PRAKOSA dan Rini Soewandi belum lagi seumur jagung menduduki kursi Menteri Kehutanan dan Menteri Perindustrian dan Perdagangan. Namun, keduanya telah "berani" mengeluarkan kebijakan yang bertentangan dengan garis yang ditetapkan oleh cukong Indonesia, Dana Moneter Internasional (IMF). Selasa pekan lalu, dua menteri muda ini mengumumkan moratorium alias penghentian ekspor kayu gelondongan (log) dan kayu serpihan. "Kebijakan ini untuk menjaga kelestarian hutan Indonesia," kata Prakosa ketika menerima TEMPO di kantornya, di lantai IV Gedung Manggala Wanabhakti, Jakarta.
Prakosa dan Rini terpaksa mengambil langkah yang tidak populer di mata IMF. Sebab, dampak kebijakan itu mereka nilai sangat merugikan Indonesia, baik dilihat dari sisi lingkungan maupun sisi ekonomi. Dari sisi lingkungan, penurunan pajak ekspor log secara bertahap dari 200 persen menjadi 10 persen kemudian 0 persen pada 2002—sebagaimana termaktub dalam letter of intent yang ditandatangani pemerintah Indonesia dan IMF pada 1998 lalu—membuat laju penggundulan hutan makin kencang. Setiap tahun setidaknya 1,6 juta hektare hutan Indonesia terpangkas.
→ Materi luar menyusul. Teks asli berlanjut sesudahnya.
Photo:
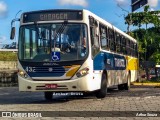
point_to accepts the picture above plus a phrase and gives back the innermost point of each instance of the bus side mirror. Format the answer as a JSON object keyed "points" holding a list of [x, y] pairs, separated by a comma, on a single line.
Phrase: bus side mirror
{"points": [[12, 35]]}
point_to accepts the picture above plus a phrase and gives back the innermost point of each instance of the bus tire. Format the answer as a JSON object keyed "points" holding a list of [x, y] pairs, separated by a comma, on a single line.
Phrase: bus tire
{"points": [[128, 84], [48, 95], [101, 93]]}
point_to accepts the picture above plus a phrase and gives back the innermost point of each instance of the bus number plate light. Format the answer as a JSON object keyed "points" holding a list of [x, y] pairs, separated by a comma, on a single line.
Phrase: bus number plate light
{"points": [[50, 86]]}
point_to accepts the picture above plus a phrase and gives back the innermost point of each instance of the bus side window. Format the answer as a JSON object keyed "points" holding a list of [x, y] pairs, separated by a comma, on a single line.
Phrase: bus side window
{"points": [[112, 40], [118, 42], [103, 37], [124, 46]]}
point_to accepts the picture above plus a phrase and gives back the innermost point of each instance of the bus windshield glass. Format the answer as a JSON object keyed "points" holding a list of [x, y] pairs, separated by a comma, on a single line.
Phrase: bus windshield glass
{"points": [[53, 42]]}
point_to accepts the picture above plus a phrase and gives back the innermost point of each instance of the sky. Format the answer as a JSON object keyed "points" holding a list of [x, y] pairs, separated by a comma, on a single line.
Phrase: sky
{"points": [[112, 11]]}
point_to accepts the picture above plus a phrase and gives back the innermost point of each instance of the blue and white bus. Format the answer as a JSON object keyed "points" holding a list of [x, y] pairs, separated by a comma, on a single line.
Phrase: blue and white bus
{"points": [[73, 50]]}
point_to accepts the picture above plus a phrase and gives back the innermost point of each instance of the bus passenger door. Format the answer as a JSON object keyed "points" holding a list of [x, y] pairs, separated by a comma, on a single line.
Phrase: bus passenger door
{"points": [[94, 34]]}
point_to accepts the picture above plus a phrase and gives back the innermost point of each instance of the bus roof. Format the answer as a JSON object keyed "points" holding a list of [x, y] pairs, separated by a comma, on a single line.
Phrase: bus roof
{"points": [[109, 25]]}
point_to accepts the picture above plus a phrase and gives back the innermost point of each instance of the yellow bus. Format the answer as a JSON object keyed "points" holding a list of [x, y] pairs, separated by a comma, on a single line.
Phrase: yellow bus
{"points": [[73, 50]]}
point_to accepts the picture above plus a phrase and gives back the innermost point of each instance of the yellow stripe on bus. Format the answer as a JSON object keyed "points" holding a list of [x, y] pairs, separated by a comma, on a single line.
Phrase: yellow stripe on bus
{"points": [[72, 71], [132, 63]]}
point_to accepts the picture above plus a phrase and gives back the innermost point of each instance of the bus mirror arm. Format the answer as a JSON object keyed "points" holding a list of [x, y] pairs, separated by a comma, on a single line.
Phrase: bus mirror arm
{"points": [[12, 35]]}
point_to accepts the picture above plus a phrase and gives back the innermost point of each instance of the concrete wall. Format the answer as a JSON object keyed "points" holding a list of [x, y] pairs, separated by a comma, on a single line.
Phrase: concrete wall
{"points": [[8, 65]]}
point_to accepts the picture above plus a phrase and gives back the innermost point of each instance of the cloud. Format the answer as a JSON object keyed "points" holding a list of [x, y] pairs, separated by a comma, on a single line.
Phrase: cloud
{"points": [[153, 3], [83, 3], [122, 2], [2, 38], [3, 9]]}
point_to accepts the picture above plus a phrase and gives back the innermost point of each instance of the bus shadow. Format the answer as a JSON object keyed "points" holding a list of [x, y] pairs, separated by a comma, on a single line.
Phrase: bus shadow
{"points": [[12, 96]]}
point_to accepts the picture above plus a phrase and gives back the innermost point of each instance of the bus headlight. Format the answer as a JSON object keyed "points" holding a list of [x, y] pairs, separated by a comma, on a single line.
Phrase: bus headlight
{"points": [[82, 72], [23, 74]]}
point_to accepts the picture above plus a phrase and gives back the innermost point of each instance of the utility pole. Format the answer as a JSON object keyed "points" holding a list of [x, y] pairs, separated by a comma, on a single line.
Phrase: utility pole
{"points": [[130, 17]]}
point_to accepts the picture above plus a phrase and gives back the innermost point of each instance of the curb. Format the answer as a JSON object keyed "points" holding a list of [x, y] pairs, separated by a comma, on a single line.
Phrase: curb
{"points": [[147, 84]]}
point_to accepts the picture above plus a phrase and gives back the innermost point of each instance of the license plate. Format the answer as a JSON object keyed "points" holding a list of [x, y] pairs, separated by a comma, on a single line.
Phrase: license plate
{"points": [[50, 86]]}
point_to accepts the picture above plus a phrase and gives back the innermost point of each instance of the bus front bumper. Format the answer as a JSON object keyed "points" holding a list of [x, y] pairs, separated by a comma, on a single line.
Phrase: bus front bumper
{"points": [[84, 84]]}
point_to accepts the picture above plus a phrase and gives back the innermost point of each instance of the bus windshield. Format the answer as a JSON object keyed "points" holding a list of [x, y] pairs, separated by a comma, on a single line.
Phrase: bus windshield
{"points": [[53, 42]]}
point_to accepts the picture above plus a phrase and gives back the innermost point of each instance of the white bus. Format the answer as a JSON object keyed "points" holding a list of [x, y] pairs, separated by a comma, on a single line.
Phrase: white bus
{"points": [[73, 50]]}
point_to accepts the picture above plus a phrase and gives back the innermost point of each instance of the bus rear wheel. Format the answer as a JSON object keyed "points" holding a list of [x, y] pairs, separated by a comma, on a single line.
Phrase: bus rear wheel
{"points": [[101, 93], [48, 95]]}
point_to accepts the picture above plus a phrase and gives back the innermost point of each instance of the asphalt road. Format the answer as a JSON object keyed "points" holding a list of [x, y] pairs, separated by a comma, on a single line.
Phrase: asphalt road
{"points": [[138, 103]]}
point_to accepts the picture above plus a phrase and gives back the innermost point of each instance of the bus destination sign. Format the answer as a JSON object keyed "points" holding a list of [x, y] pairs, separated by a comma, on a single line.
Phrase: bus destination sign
{"points": [[52, 15]]}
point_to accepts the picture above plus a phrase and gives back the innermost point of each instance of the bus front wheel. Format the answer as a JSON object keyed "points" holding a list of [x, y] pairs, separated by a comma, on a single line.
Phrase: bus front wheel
{"points": [[101, 93], [48, 95], [128, 84]]}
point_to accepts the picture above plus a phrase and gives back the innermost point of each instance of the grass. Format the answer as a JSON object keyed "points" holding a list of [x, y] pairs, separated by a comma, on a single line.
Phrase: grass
{"points": [[8, 56]]}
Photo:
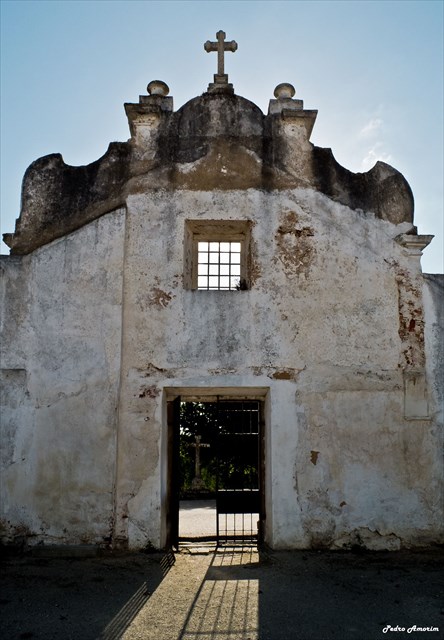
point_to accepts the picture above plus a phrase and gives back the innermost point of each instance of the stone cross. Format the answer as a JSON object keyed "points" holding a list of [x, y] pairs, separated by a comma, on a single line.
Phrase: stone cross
{"points": [[220, 46], [197, 481]]}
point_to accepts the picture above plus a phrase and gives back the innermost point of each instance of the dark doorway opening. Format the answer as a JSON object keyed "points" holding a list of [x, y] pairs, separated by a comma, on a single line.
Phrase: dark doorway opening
{"points": [[216, 471]]}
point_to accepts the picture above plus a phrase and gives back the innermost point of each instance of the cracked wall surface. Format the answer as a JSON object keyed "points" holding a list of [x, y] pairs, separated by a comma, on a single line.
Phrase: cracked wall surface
{"points": [[338, 331]]}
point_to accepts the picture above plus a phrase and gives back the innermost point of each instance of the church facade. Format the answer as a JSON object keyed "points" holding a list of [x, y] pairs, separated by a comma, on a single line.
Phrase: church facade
{"points": [[218, 255]]}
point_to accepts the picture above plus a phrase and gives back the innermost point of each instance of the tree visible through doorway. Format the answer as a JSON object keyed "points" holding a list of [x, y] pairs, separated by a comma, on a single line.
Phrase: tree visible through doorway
{"points": [[219, 454]]}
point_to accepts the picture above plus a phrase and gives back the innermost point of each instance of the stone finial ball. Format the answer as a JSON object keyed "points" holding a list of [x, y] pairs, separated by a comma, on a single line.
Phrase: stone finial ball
{"points": [[284, 90], [158, 88]]}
Dibukanya pintu ekspor kayu log ternyata malah memicu penyelundupan log ke luar negeri sehingga negara kehilangan devisa jutaan dolar. Pada 1999, berdasarkan catatan International Trade Timber Organization (ITTO), ekspor kayu Indonesia ke Malaysia, Cina, Jepang, dan beberapa negara lainnya mencapai lebih dari 2 juta meter kubik. Sementara itu, menurut catatan resmi yang dimiliki pemerintah, ekspor log tahun itu hanya sekitar 568 ribu meter kubik. Jadi, ada selisih sekitar 1,5 juta meter kubik. Jika harga log US$ 80 per kubik, pemerintah kehilangan devisa US$ 120,456 juta.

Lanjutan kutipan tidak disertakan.